The trust deficit between the University of Hawaii and the Legislature, already an enormous chasm between them, just keeps getting deeper and deeper.
More to the point, the general public that is underwriting this critical institution is surely losing faith, and is sorely in need of reassurance from top UH officials.
The cause of the latest erosion is the allegation of mismanagement of construction contracts by the UH overseers. In particular, the charge is that Brian Minaai, associate vice president for capital improvements, was steering subcontracts to firms operated by friends.
At the moment these are just allegations, and the accuser — Dennis Mitsunaga, owner of an engineering firm and a major Democratic Party donor — is not exactly an objective observer himself.
But this has further destabilized an already rocky relationship between elected leaders at the Capitol and those hired to run the state university, sitting at Bachman Hall.

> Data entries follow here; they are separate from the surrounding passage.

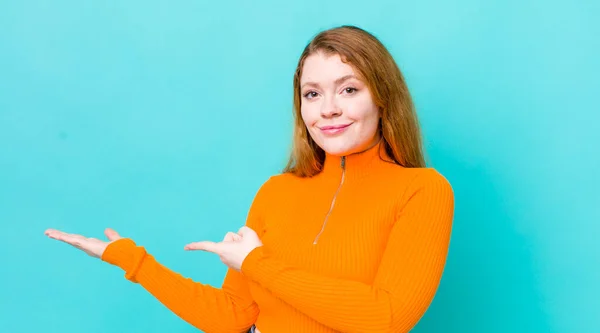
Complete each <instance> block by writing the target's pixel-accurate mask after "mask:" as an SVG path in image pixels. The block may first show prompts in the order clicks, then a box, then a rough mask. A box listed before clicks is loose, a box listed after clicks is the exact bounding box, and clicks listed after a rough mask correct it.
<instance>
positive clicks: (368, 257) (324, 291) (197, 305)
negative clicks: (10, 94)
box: [46, 26, 454, 333]
mask: <svg viewBox="0 0 600 333" xmlns="http://www.w3.org/2000/svg"><path fill="white" fill-rule="evenodd" d="M294 107H295V108H294V110H295V114H294V115H295V131H294V138H293V149H292V153H291V157H290V160H289V163H288V165H287V166H286V168H285V169H284V171H283V173H281V174H279V175H275V176H272V177H271V178H270V179H269V180H267V181H266V182H265V183H264V184H263V185H262V186H261V188H260V189H259V190H258V193H257V194H256V197H255V199H254V201H253V203H252V206H251V208H250V211H249V213H248V218H247V221H246V225H245V226H244V227H242V228H241V229H240V230H239V231H238V232H236V233H233V232H230V233H227V235H225V238H224V239H223V241H222V242H218V243H214V242H207V241H205V242H198V243H192V244H188V245H187V246H186V247H185V249H187V250H204V251H210V252H214V253H216V254H218V255H219V256H220V258H221V260H222V261H223V263H225V264H226V265H227V266H228V267H229V269H228V271H227V274H226V277H225V280H224V282H223V285H222V287H221V288H214V287H211V286H209V285H204V284H200V283H197V282H194V281H192V280H190V279H186V278H184V277H183V276H181V275H179V274H177V273H175V272H172V271H170V270H169V269H167V268H165V267H164V266H162V265H160V264H159V263H158V262H156V261H155V260H154V258H153V257H152V256H151V255H149V254H148V253H146V251H145V250H144V248H143V247H140V246H137V245H136V244H135V243H134V242H133V241H132V240H131V239H128V238H121V237H120V236H119V235H118V234H117V233H116V232H115V231H113V230H110V229H107V231H106V235H107V237H108V239H109V242H103V241H100V240H96V239H89V238H85V237H82V236H79V235H71V234H66V233H63V232H60V231H57V230H47V231H46V234H47V235H48V236H49V237H51V238H55V239H58V240H61V241H64V242H67V243H69V244H71V245H74V246H76V247H77V248H80V249H82V250H84V251H86V252H87V253H88V254H90V255H92V256H95V257H99V258H101V259H102V260H103V261H106V262H108V263H111V264H113V265H116V266H119V267H121V268H122V269H123V270H124V271H125V272H126V273H125V276H126V278H127V279H129V280H131V281H133V282H136V283H139V284H141V285H142V286H143V287H144V288H145V289H147V290H148V291H149V292H150V293H152V295H154V296H155V297H156V298H157V299H158V300H159V301H161V302H162V303H163V304H164V305H166V306H167V307H168V308H169V309H170V310H171V311H173V312H174V313H176V314H177V315H179V316H180V317H181V318H183V319H184V320H186V321H187V322H189V323H190V324H192V325H194V326H195V327H197V328H199V329H201V330H203V331H205V332H246V331H248V330H249V329H250V330H251V331H254V332H263V333H275V332H276V333H280V332H338V331H339V332H406V331H409V330H410V329H411V328H412V327H413V326H414V325H415V324H416V323H417V322H418V320H419V319H420V318H421V316H422V315H423V313H424V312H425V310H426V309H427V307H428V306H429V304H430V302H431V300H432V299H433V297H434V294H435V292H436V289H437V286H438V284H439V281H440V278H441V276H442V271H443V268H444V265H445V260H446V254H447V251H448V245H449V240H450V234H451V225H452V218H453V210H454V199H453V193H452V189H451V186H450V185H449V183H448V182H447V181H446V179H445V178H444V177H443V176H441V175H440V174H439V173H438V172H437V171H435V170H434V169H431V168H426V167H425V162H424V158H423V153H422V148H421V138H420V133H419V132H420V131H419V128H418V122H417V117H416V115H415V112H414V109H413V105H412V102H411V98H410V95H409V92H408V89H407V87H406V84H405V82H404V80H403V77H402V74H401V72H400V70H399V69H398V67H397V66H396V64H395V62H394V60H393V58H392V56H391V55H390V54H389V53H388V51H387V50H386V49H385V47H384V46H383V45H382V44H381V43H380V42H379V41H378V40H377V39H376V38H375V37H374V36H372V35H370V34H369V33H367V32H365V31H364V30H361V29H359V28H356V27H352V26H342V27H338V28H334V29H330V30H327V31H323V32H322V33H320V34H319V35H317V36H316V37H315V38H314V39H313V40H312V41H311V43H309V45H308V46H307V47H306V49H305V50H304V52H303V53H302V55H301V57H300V61H299V63H298V67H297V69H296V73H295V76H294Z"/></svg>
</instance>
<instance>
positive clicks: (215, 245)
mask: <svg viewBox="0 0 600 333" xmlns="http://www.w3.org/2000/svg"><path fill="white" fill-rule="evenodd" d="M221 244H222V243H215V242H209V241H204V242H195V243H190V244H188V245H186V246H185V247H184V248H183V249H184V250H187V251H190V250H192V251H194V250H200V251H207V252H212V253H216V254H219V253H220V250H221Z"/></svg>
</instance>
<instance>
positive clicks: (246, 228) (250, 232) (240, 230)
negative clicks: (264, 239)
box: [238, 226, 256, 237]
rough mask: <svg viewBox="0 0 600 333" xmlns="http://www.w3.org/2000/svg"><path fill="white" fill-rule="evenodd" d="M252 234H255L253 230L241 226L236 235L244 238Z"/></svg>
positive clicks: (249, 228)
mask: <svg viewBox="0 0 600 333" xmlns="http://www.w3.org/2000/svg"><path fill="white" fill-rule="evenodd" d="M252 234H256V232H254V230H252V229H250V228H249V227H247V226H243V227H241V228H240V230H238V235H240V236H242V237H244V236H247V235H252Z"/></svg>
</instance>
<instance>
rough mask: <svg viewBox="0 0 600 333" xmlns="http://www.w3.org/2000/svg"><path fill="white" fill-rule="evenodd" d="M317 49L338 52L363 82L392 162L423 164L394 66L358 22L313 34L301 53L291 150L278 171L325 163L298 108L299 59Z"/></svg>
mask: <svg viewBox="0 0 600 333" xmlns="http://www.w3.org/2000/svg"><path fill="white" fill-rule="evenodd" d="M317 52H323V53H324V54H326V55H333V54H337V55H339V56H340V58H341V59H342V61H344V62H345V63H348V64H349V65H351V66H352V67H353V68H354V69H355V70H356V71H357V72H358V74H359V76H360V77H361V78H362V79H363V80H364V81H365V84H366V85H367V87H368V88H369V91H370V92H371V96H372V98H373V101H374V103H375V105H377V106H378V107H379V109H380V111H381V120H380V128H379V130H380V131H381V134H382V144H383V146H384V148H385V151H386V153H387V154H388V156H389V157H391V158H392V159H393V162H394V163H396V164H399V165H402V166H404V167H408V168H418V167H425V158H424V154H423V147H422V139H421V130H420V128H419V122H418V119H417V115H416V112H415V108H414V104H413V102H412V98H411V96H410V93H409V91H408V87H407V86H406V83H405V81H404V77H403V75H402V73H401V72H400V69H399V68H398V65H397V64H396V62H395V61H394V59H393V57H392V55H391V54H390V53H389V51H388V50H387V49H386V48H385V46H384V45H383V44H382V43H381V42H380V41H379V40H378V39H377V38H376V37H375V36H373V35H372V34H370V33H368V32H366V31H365V30H363V29H360V28H358V27H355V26H348V25H344V26H340V27H336V28H332V29H329V30H325V31H322V32H321V33H319V34H318V35H316V36H315V37H314V38H313V40H312V41H311V42H310V43H309V44H308V45H307V46H306V47H305V48H304V51H303V52H302V55H301V56H300V59H299V61H298V66H297V67H296V71H295V73H294V109H293V112H294V132H293V140H292V151H291V154H290V157H289V161H288V163H287V165H286V167H285V168H284V169H283V172H284V173H285V172H289V173H293V174H295V175H296V176H300V177H311V176H314V175H316V174H318V173H319V172H320V171H321V170H322V168H323V164H324V162H325V151H323V149H321V148H320V147H319V146H318V145H317V144H316V142H315V141H314V140H313V139H312V138H311V136H310V134H309V133H308V129H307V128H306V125H305V123H304V121H303V120H302V115H301V110H300V107H301V102H302V98H301V91H300V78H301V76H302V68H303V66H304V61H305V60H306V58H307V57H308V56H310V55H312V54H315V53H317Z"/></svg>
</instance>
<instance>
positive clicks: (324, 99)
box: [321, 97, 342, 118]
mask: <svg viewBox="0 0 600 333" xmlns="http://www.w3.org/2000/svg"><path fill="white" fill-rule="evenodd" d="M341 114H342V109H341V108H340V107H339V106H338V105H337V104H336V102H335V98H334V97H329V98H324V102H323V104H322V105H321V117H323V118H333V117H337V116H339V115H341Z"/></svg>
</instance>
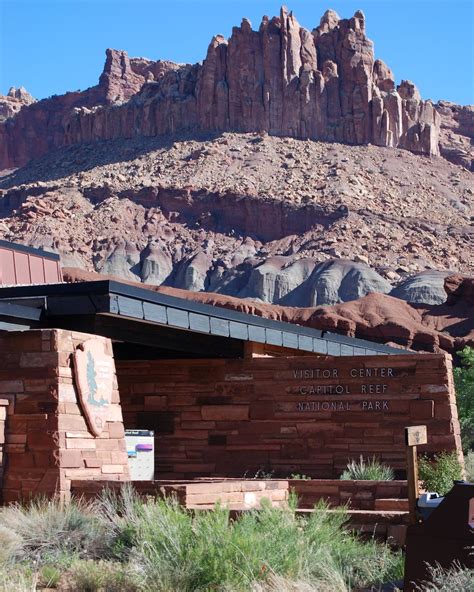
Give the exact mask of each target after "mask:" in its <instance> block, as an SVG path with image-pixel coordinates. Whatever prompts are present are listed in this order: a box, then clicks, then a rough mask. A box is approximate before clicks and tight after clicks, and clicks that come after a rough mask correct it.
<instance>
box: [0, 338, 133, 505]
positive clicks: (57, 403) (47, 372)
mask: <svg viewBox="0 0 474 592" xmlns="http://www.w3.org/2000/svg"><path fill="white" fill-rule="evenodd" d="M90 337H91V336H90V335H86V334H83V333H76V332H71V331H63V330H57V329H45V330H34V331H25V332H13V333H8V334H6V335H3V336H2V337H1V338H0V351H1V353H2V355H1V357H0V393H1V397H2V398H3V399H8V401H9V403H10V405H9V412H8V416H7V423H6V445H5V453H6V467H5V473H4V482H3V501H4V502H5V503H8V502H13V501H18V500H22V499H28V498H29V497H32V496H36V495H47V496H50V495H53V494H56V493H58V494H60V495H61V497H62V498H64V499H67V498H68V497H69V493H70V483H71V480H72V479H87V480H93V479H101V480H104V479H111V480H128V478H129V473H128V461H127V453H126V450H125V440H124V429H123V423H122V411H121V408H120V404H119V395H118V390H117V384H116V380H115V385H114V387H115V388H114V391H113V399H112V405H111V409H110V414H109V418H110V419H111V421H108V422H107V425H106V428H105V430H104V431H103V432H102V434H101V435H100V437H96V438H94V436H93V435H92V434H91V433H90V431H89V429H88V427H87V424H86V421H85V419H84V416H83V414H82V412H81V408H80V407H79V404H78V399H77V392H76V388H75V385H74V381H73V374H72V367H71V364H72V362H71V359H72V353H73V352H74V350H75V348H77V347H78V345H79V344H81V343H82V342H83V341H85V340H87V339H88V338H90ZM100 339H104V342H105V344H106V347H107V348H109V352H111V347H112V346H111V343H110V341H109V340H108V339H105V338H100ZM2 413H4V407H2V406H1V403H0V414H2ZM1 417H2V416H1V415H0V419H1ZM1 427H2V426H1V424H0V433H1Z"/></svg>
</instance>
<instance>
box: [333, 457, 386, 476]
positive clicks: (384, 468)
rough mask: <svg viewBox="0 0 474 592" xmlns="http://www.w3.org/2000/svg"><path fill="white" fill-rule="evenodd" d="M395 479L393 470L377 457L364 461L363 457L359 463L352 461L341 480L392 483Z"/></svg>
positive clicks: (361, 457) (354, 461) (368, 459)
mask: <svg viewBox="0 0 474 592" xmlns="http://www.w3.org/2000/svg"><path fill="white" fill-rule="evenodd" d="M394 477H395V474H394V472H393V469H392V468H391V467H389V466H387V465H384V464H382V463H380V462H379V461H378V460H377V459H376V458H375V456H374V457H373V458H369V459H367V461H364V459H363V457H362V455H361V457H360V459H359V461H358V462H357V461H355V460H351V461H350V462H349V463H347V469H346V470H345V471H344V472H343V473H342V475H341V477H340V478H341V479H344V480H348V479H354V480H357V481H359V480H360V481H392V480H393V479H394Z"/></svg>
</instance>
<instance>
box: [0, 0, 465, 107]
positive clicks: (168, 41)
mask: <svg viewBox="0 0 474 592" xmlns="http://www.w3.org/2000/svg"><path fill="white" fill-rule="evenodd" d="M281 3H282V2H275V1H273V0H253V1H247V0H240V1H234V0H200V1H198V0H173V1H167V0H0V93H1V94H5V93H6V92H7V91H8V88H9V87H10V86H20V85H23V86H25V87H26V88H27V89H28V90H29V91H30V92H31V93H32V94H33V96H35V97H37V98H44V97H47V96H50V95H52V94H61V93H64V92H65V91H67V90H76V89H84V88H87V87H88V86H92V85H94V84H96V83H97V80H98V78H99V75H100V72H101V71H102V67H103V63H104V59H105V54H104V52H105V49H106V48H107V47H113V48H116V49H125V50H126V51H128V53H129V54H130V55H131V56H143V57H148V58H151V59H155V60H156V59H169V60H173V61H176V62H196V61H200V60H202V59H203V58H204V57H205V54H206V50H207V46H208V44H209V42H210V40H211V38H212V36H213V35H214V34H216V33H222V34H224V35H225V36H229V35H230V33H231V29H232V26H234V25H238V24H240V21H241V18H242V17H244V16H245V17H248V18H250V20H251V22H252V25H253V27H254V28H257V27H258V25H259V23H260V20H261V17H262V15H264V14H267V15H269V16H273V15H275V14H278V11H279V8H280V5H281ZM287 6H288V8H289V9H290V10H293V12H294V13H295V15H296V17H297V19H298V21H299V22H300V23H301V24H302V25H303V26H305V27H306V28H308V29H312V28H314V27H315V26H316V25H317V24H319V19H320V17H321V15H322V14H323V13H324V11H325V10H326V9H327V8H332V9H334V10H336V11H337V12H338V13H339V15H340V16H341V17H350V16H352V15H353V13H354V12H355V10H357V9H359V8H360V9H362V10H363V11H364V12H365V14H366V19H367V30H368V35H369V37H370V38H371V39H372V40H373V41H374V42H375V53H376V56H377V57H378V58H380V59H382V60H384V61H385V62H386V63H387V64H388V65H389V66H390V67H391V68H392V70H393V71H394V73H395V77H396V79H397V81H399V80H400V79H402V78H404V79H409V80H412V81H413V82H415V84H417V86H418V88H419V89H420V91H421V94H422V96H423V97H424V98H431V99H433V100H435V101H436V100H439V99H446V100H451V101H454V102H457V103H461V104H468V103H470V104H472V103H474V77H473V71H474V46H473V38H474V22H473V21H474V0H451V1H448V0H358V1H357V2H353V1H352V0H335V1H334V0H331V1H329V0H328V1H326V0H325V1H320V0H293V1H291V2H290V1H288V2H287Z"/></svg>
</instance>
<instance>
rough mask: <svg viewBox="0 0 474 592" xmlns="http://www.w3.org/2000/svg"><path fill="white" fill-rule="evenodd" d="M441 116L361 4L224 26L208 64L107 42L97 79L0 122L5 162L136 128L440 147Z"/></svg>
mask: <svg viewBox="0 0 474 592" xmlns="http://www.w3.org/2000/svg"><path fill="white" fill-rule="evenodd" d="M439 128H440V116H439V115H438V113H437V112H436V110H435V108H434V106H433V104H432V103H431V102H430V101H423V100H421V98H420V94H419V92H418V90H417V88H416V86H415V85H414V84H413V83H411V82H409V81H402V82H401V83H400V84H399V85H398V86H396V85H395V82H394V76H393V74H392V72H391V70H390V69H389V68H388V67H387V66H386V65H385V64H384V63H383V62H382V61H380V60H376V59H375V56H374V50H373V43H372V42H371V41H370V39H368V38H367V36H366V33H365V17H364V15H363V13H362V12H361V11H357V12H356V13H355V14H354V16H353V17H352V18H350V19H340V18H339V16H338V15H337V14H336V13H335V12H333V11H331V10H328V11H326V13H325V14H324V16H323V17H322V19H321V22H320V25H319V26H318V27H316V28H315V29H314V30H313V31H309V30H307V29H305V28H303V27H301V26H300V25H299V23H298V21H297V20H296V18H295V17H294V15H293V13H291V12H288V11H287V10H286V8H282V9H281V12H280V16H279V17H273V18H271V19H270V18H268V17H264V18H263V20H262V22H261V24H260V27H259V30H258V31H254V30H253V29H252V27H251V24H250V22H249V21H248V20H247V19H244V20H243V21H242V24H241V26H240V27H234V29H233V30H232V35H231V37H230V38H229V39H228V40H226V39H225V38H224V37H222V36H220V35H218V36H216V37H214V38H213V39H212V41H211V43H210V45H209V48H208V51H207V56H206V58H205V60H204V61H203V63H202V64H199V63H198V64H194V65H189V64H186V65H178V64H174V63H171V62H164V61H150V60H146V59H143V58H135V59H133V58H129V57H128V55H127V54H126V52H124V51H115V50H110V49H109V50H107V59H106V63H105V68H104V71H103V73H102V75H101V76H100V80H99V84H98V85H97V86H95V87H92V88H89V89H87V90H85V91H82V92H70V93H67V94H65V95H62V96H53V97H51V98H48V99H44V100H42V101H38V102H36V103H33V104H25V105H24V106H23V107H22V108H21V109H20V110H19V111H18V112H17V113H15V114H13V115H12V116H11V117H8V118H7V119H6V120H5V121H3V122H2V123H0V169H5V168H14V167H18V166H22V165H24V164H25V163H26V162H28V161H29V160H31V159H32V158H36V157H39V156H41V155H42V154H45V153H46V152H48V151H50V150H53V149H56V148H59V147H61V146H65V145H69V144H74V143H80V142H91V141H95V140H106V139H114V138H131V137H136V136H159V135H166V134H175V133H178V132H179V133H215V132H223V131H236V132H267V133H269V134H271V135H276V136H289V137H294V138H301V139H314V140H325V141H334V142H342V143H348V144H368V143H372V144H375V145H378V146H386V147H398V148H404V149H407V150H410V151H412V152H416V153H420V154H426V155H430V156H431V155H438V154H439Z"/></svg>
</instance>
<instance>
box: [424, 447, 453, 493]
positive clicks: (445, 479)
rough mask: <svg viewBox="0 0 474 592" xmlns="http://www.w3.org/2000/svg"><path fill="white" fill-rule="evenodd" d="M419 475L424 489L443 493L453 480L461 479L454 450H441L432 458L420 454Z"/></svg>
mask: <svg viewBox="0 0 474 592" xmlns="http://www.w3.org/2000/svg"><path fill="white" fill-rule="evenodd" d="M418 470H419V477H420V480H421V482H422V484H423V487H424V488H425V489H426V491H432V492H436V493H439V495H445V494H446V493H448V491H449V490H450V489H451V488H452V486H453V481H455V480H456V479H462V467H461V465H460V463H459V460H458V457H457V454H456V452H446V451H445V452H441V453H440V454H435V455H434V457H433V458H429V457H428V456H422V457H421V458H420V459H419V461H418Z"/></svg>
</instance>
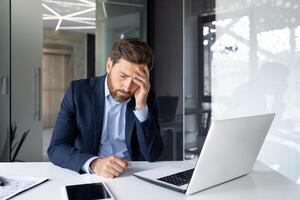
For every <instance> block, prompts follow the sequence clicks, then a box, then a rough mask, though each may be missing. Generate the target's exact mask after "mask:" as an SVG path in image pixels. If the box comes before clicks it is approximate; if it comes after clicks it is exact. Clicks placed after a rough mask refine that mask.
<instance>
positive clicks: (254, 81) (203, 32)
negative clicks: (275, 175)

To underscore that point, the House Finance Committee last week revived a proposal to strip UH of its oversight of procurement of construction contracts. The prompt for that action came on Wednesday, when Mitsunaga wrote letters to the UH Board of Regents and the UH-Hilo chancellor, Donald Straney, in which the allegations broadened with greater detail.
For example, in the letter and in testimony before the state Senate, Mitsunaga alleged that Minaai allowed contractor AC Kobayashi to change a project so the firm could realize greater profits.
Meanwhile the state’s attorney general will be investigating the case, as univer- sity officials have requested. The lawmakers decided to keep their options open on tightening the reins on UH as that investigation progresses — a wise decision — by reviving the bill.
Considering how long various university administrations worked and waited for autonomy in administering its own construction projects, this is a momentous development that surely worries the current president, M.R.C. Greenwood.
So it’s puzzling that Greenwood has not taken a more public stance in the effort to allay public concerns about the continuing controversies.
"Until the investigation is complete, we anticipate having no further comments," read the written statement that was released.
While it’s prudent to withhold comment on the case, Greenwood needs to be more front and center as the face of UH, instead of leaving that to impersonal dispatches issued through a communications team. She has a leadership role to play in telling the public how the university intends to reform its operations.
Greenwood would say that the decision by the UH Regents to spend $260,000 on an accountability study, broadly reviewing UH administrative processes, conveys those intentions.
However, the regents themselves were called on the carpet by lawmakers last summer over Exhibit A in the case against UH managerial competence: the swindle involving a bogus fundraiser concert purportedly featuring Stevie Wonder. So it’s logical to ask how the regents hope to overcome their own inherent conflict of interest in ordering up and supervising the study.
Larry Rodriguez, the chairman of the regents’ task force overseeing the study, asserts that universities commonly perform such self examinations and that even with the hiring of an outside consultant to do the fact-finding, the costs will be kept in check, with committee members taking on some of the work of compiling the report. The interim and final reports will be public documents, he said.
But everyone remembers the heavily redacted Phase 1 report on the "Wonder Blunder" and questions whether this effort will go any better. In the current atmosphere of distrust, the investment of more UH dollars — a quarter of a million — seems patently unwise. Indeed, some lawmakers are already dismissing the effort as a fox-guarding-the-henhouse operation, and a waste of money.
Still the regents have the prerogative to order the study and it’s a fait-accompli. The work had better proceed with the knowledge that it will have to satisfy lawmakers and the taxpayers, now with multiple reasons for anxiety. They are ready, if not eager, to take over the reins of the university.